Abstracts

Rationale: Spreading depolarization (SD) is a slowly moving massive cellular depolarization of neurons and glia. SD contributes to migraine with aura and is also associated with deterioration neurological deterioration following head injuries. We have recently shown that SD is spontaneously generated in the epileptic mouse cortex in an underlying molecular deficit-dependent manner. Scn1a/Nav1.1 encodes a pore-forming subunit of voltage-gated Na⁺ channels expressed in both excitatory and inhibitory neurons in the cerebral cortex. Mutations in Scn1a mutations result in deleterious infant onset epilepsy with various comorbidities (Dravet syndrome) and hemiplegic migraine type-3 depending on the mutation types. Currently, cortical SD susceptibility and its potential role in the epilepsy phenotype in Scn1a deficiency are not well understood.

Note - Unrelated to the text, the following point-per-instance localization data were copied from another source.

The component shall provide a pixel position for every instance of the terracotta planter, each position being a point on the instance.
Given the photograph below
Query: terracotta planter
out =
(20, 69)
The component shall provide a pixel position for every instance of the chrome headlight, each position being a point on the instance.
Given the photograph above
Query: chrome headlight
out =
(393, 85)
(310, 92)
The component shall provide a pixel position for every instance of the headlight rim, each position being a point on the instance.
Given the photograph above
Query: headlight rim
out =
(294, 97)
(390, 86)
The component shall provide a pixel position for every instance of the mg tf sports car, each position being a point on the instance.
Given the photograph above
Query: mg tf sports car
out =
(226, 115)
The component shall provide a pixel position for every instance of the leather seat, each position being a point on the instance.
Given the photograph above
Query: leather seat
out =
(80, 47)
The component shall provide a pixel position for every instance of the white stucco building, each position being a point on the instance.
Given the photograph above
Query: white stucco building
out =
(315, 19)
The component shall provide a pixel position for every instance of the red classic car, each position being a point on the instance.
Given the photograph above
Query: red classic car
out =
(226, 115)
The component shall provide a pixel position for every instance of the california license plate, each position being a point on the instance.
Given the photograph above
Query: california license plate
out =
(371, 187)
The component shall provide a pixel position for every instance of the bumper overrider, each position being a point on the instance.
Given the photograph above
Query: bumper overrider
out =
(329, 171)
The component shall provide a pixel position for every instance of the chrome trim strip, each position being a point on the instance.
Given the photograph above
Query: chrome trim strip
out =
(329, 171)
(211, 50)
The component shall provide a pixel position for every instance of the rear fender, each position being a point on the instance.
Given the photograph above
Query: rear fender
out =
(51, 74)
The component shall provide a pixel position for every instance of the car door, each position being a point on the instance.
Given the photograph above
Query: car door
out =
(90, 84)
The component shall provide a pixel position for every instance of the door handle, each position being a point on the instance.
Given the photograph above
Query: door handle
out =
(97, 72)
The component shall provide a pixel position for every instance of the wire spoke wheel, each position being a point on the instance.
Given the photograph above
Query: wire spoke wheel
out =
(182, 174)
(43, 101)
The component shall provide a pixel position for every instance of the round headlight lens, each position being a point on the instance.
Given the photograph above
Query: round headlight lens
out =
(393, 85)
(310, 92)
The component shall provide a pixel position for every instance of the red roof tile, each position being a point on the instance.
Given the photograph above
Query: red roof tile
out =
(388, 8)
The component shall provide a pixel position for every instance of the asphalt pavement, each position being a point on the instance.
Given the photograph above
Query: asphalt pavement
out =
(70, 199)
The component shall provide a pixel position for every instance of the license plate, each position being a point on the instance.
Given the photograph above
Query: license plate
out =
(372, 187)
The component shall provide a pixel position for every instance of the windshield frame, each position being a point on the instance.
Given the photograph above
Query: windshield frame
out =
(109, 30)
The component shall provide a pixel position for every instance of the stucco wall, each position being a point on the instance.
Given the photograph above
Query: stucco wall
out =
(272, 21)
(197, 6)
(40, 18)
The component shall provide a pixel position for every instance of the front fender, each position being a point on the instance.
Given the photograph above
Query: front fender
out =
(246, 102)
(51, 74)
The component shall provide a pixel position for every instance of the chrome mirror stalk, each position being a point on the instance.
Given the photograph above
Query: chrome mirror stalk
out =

Methods: We analyzed spontaneous SD susceptibility by monitoring awake young adult heterozygous mutant mice (Scn1a^R1407X/+, hereafter Scn1a-MT) and their wild-type littermates (Scn1a-WT) using chronic DC recordings. We also analyzed whether the induction of a febrile seizure can modulate the frequency of occurrence of spontaneous seizures and SD. SD thresholds were determined using in vitro cortical slices prepared from Scn1a-MT and WT littermates.

Results: Chronic DC recording detected spontaneous seizures, SDs, and seizure/SD clusters in Scn1a MT in mice with large variability between animals. In some Scn1a MT mice, spontaneous cortical SD was the sole pathological manifestation. Most febrile seizures were associated with short latency postictal SD events in Scn1a MT, but not in WT control animals. The presence of postictal SD was associated with increases in both seizure and SD frequencies. On the other hand, mutant without SD following an induced febrile seizure showed less pronounced effects. In vitro SD threshold tests revealed no overt difference between Scn1aWT and MT cortical slices, suggesting that the appearance of spontaneous SD is not due to the lowered intrinsic SD thresholds.

Conclusions: These results indicate that SD is a significant epileptic phenotype of the Scn1a deficiency mouse model. SD has a context-dependent modulatory effect on epilepsy; spontaneous SDs are relatively benign while the appearance of SD following a febrile seizure is associated with exacerbation of cortical hyperexcitation.

Funding: Please list any funding that was received in support of this abstract.: American Heart Association career development grant 19CDA34660056 (I.A.), Curtis Hankamer Basic Research Fund at Baylor College of Medicine (IA), NIH Center for SUDEP Research (NS090340 and NS29709, J.L.N), and Blue Bird Circle Foundation (J.L.N.).